Paintwork is by Pintumoto in Madrid and includes a rich, deep red on the fairing and tank, complemented by the BSA logo and sponsor decals that effectively evoke the ‘70s. The ‘2’ race number is, presumably, a nod to Mann’s 1970 Daytona winner (as he raced with a number ‘4’ in 1971), or maybe Pepo chose it just because it looks cool!
Race Continues
Since completing Rocket late last year, Pepo Rosell has already produced another racer-inspired custom, dubbed Pata Negra (Black Paw), that’s based on a 2003 Ducati Monster 1000 and has a distinct Suzuka 8-Hour racer vibe.

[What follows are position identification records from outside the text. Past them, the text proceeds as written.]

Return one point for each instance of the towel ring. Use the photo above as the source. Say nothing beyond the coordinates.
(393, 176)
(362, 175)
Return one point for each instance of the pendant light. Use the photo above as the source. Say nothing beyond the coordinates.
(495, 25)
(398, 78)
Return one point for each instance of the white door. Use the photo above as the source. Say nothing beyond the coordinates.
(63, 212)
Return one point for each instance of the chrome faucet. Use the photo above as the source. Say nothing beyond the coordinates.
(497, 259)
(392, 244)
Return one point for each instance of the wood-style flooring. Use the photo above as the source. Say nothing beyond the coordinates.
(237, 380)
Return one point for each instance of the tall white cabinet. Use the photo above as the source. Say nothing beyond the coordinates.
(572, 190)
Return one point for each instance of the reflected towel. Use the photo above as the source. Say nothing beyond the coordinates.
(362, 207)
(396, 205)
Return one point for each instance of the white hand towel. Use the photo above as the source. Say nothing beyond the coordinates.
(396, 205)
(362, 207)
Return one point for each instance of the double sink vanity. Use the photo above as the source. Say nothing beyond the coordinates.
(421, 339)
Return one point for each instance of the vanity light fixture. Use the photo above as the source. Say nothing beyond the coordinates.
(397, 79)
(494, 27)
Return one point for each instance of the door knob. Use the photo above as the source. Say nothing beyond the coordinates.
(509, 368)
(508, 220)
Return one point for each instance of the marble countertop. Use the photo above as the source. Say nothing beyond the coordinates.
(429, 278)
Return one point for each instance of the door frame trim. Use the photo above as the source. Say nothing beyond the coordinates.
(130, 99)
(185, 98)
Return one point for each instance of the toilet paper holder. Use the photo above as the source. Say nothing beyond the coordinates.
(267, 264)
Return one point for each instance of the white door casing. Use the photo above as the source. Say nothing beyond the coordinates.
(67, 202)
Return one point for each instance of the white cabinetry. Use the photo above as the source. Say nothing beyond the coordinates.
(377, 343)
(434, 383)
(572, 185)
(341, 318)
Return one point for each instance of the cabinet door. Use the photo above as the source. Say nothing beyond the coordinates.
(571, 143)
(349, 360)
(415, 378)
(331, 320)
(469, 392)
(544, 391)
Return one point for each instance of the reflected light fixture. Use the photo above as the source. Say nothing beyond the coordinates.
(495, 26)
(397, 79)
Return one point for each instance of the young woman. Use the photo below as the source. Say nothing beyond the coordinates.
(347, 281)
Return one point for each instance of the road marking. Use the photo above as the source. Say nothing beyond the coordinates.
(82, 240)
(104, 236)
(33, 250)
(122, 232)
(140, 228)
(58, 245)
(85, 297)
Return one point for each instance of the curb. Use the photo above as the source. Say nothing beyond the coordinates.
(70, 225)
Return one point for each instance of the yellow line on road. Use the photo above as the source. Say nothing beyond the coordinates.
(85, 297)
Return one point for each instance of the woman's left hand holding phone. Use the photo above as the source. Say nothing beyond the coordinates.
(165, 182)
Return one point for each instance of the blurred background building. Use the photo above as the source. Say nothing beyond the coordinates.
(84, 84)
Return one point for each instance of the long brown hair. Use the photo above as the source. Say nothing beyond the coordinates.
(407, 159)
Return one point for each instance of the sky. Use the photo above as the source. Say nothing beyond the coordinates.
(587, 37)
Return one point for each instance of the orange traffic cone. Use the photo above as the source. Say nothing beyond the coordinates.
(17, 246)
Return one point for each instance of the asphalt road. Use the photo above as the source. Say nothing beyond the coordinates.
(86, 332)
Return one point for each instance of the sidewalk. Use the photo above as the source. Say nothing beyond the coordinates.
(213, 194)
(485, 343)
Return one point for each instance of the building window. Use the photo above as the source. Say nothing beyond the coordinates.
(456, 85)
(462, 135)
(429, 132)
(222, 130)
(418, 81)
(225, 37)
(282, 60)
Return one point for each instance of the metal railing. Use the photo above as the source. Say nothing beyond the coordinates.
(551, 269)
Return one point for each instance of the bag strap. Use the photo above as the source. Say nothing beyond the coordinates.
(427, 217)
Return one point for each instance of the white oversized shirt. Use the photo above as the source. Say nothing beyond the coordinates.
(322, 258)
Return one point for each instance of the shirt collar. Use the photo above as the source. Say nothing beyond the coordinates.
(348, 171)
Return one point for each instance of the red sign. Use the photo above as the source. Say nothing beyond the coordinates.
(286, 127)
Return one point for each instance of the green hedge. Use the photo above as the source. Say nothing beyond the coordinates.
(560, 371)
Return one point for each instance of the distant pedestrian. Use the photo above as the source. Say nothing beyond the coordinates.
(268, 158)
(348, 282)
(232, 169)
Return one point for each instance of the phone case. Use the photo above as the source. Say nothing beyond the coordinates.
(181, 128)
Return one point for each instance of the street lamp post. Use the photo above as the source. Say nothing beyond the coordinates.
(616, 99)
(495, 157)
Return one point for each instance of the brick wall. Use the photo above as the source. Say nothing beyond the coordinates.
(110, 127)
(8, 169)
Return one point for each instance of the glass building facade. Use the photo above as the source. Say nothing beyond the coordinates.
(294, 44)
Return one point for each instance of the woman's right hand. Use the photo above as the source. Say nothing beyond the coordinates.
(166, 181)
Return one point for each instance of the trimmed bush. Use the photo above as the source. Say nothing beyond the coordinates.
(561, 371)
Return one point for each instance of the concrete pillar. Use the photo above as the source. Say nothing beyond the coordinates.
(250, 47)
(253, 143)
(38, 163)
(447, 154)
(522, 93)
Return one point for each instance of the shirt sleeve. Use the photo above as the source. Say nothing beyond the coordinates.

At time of writing, Rocket was for sale, too, with Pepo asking 15,000 Euro (which is around AU$21,000 direct conversion). So, if you like the look of what you see here, contact XTR Pepo via email at: [email protected]
If it’s already sold, no matter; more than 50 customs have been produced by Pepo’s hands to date, and there’s sure to be more cool motorcycling metal to come from this talented Spanish creator in the future.